Which sequence correctly outlines the node-voltage method for circuits with multiple non-reference nodes?

The essential idea is to solve circuits by tracking node voltages rather than loop currents. In this method you start by picking a reference (ground) node and assigning a voltage variable to every other node relative to that reference. Then you apply Kirchhoff’s Current Law at each non-reference node: the sum of currents leaving (or entering) the node must be zero. The currents through each element are written in terms of the node voltages (for a resistor between two nodes, the current is (Vi − Vj)/R). This gives you a set of simultaneous linear equations in the unknown node voltages, which you solve to find all node voltages. Once those voltages are known, you can determine any branch current or node voltage of interest. This sequence is natural for circuits with multiple non-reference nodes because it directly yields the unknown voltages at all those nodes, and from there all currents follow.

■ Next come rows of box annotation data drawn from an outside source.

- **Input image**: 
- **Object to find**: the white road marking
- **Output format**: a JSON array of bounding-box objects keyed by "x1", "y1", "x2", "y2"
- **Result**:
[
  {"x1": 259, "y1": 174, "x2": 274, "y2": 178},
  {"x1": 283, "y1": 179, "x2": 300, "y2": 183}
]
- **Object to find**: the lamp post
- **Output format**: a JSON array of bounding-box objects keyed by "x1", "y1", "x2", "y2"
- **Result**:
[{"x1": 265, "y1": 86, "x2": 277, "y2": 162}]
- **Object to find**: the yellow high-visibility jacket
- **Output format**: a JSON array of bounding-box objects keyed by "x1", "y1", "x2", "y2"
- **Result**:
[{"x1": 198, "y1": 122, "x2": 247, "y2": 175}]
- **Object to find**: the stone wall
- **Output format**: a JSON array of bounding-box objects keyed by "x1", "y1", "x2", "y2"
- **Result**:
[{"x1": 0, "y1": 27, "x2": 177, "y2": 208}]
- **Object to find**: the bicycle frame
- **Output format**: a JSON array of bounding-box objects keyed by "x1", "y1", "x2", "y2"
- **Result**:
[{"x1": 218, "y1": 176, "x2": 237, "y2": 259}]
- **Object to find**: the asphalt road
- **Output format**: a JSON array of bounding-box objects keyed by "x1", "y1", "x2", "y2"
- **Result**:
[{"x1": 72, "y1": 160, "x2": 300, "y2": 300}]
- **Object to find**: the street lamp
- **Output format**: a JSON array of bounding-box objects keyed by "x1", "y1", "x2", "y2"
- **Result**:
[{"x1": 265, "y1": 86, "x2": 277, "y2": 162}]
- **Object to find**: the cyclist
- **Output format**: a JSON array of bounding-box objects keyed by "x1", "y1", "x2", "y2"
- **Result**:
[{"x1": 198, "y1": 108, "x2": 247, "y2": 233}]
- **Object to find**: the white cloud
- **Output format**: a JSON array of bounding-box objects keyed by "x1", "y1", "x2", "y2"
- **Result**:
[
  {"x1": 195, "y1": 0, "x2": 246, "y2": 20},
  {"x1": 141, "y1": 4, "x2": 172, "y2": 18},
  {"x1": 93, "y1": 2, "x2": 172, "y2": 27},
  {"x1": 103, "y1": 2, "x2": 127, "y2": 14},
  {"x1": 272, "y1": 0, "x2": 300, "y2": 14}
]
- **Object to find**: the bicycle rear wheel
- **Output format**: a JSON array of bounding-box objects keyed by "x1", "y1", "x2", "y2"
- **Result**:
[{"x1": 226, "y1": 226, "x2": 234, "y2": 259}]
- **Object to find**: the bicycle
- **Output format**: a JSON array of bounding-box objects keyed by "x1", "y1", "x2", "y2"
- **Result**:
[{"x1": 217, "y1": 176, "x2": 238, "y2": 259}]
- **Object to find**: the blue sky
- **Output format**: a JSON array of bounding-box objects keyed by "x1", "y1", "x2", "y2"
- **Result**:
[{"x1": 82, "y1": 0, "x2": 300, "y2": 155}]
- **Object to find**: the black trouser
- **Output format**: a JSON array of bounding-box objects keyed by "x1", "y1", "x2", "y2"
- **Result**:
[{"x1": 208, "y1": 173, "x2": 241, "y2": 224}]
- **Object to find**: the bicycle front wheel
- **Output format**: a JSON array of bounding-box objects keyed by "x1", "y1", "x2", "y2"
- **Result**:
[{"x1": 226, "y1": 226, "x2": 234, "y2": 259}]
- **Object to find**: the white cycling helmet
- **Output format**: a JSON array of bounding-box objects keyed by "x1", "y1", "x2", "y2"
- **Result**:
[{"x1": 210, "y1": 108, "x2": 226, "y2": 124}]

If a voltage source directly connects two non-reference nodes, you form a supernode and write an extra equation for the known voltage difference between those nodes; if a current source is present, its value is included in the KCL sum at the connected node(s). Other approaches—for example, assuming mesh currents and applying Kirchhoff’s Voltage Law around each mesh, or converting the circuit to a Thevenin equivalent first—address different formulations and aren’t the standard step-by-step description of the node-voltage method.